An algorithm for noun and verb ranking in linguistic data (ALNOVE)

Ioannis Phinikettos; Maria Kambanaros

Archives of Applied Science Research

Abstract

An algorithm for noun and verb ranking in linguistic data (ALNOVE)

Author(s): Ioannis Phinikettos, Maria Kambanaros

The literature of the two similar methods, statistical classification and clustering analysis, is very broad. The classification procedure builds a model to separate and classify new data points. On the other hand, using clustering analysis, subgroups are created from a set of objects. In this research, we propose a new clustering method for classifying verbs and nouns as Easy, Medium or Hard for linguistic data using normal and language-impaired (LI) population responses on a verb/noun picture-naming test. One scope of the classification is to exclude the ‘easy’ and ‘hard’ items from the analysis as ‘easy’ items are just easy to answer and ‘hard’ items may be affected by other exogenous variables.

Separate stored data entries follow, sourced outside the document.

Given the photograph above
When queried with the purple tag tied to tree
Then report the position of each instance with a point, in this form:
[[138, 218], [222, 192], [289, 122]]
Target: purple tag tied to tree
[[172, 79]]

The proposed algorithm first classifies the items for each LI group by applying the McNemar test using as reference the easiest and hardest items and then performs an overall ranking using the binomial test. An implementation showed that the difference in medium responses between the normal and LI populations is greater than the corresponding difference in easy responses. This implies that when trying to distinguish between normal and impaired individuals, it is more efficient to proceed with the medium responses. Finally, a classification model is built by creating cut-off points for the two word classes (verbs and nouns) to distinguish between the typical and atypical populations using the medium responses. The clinical outcome is a shortened version of the verb and noun picture-naming test for assessment and research purposes that is valid and reliable.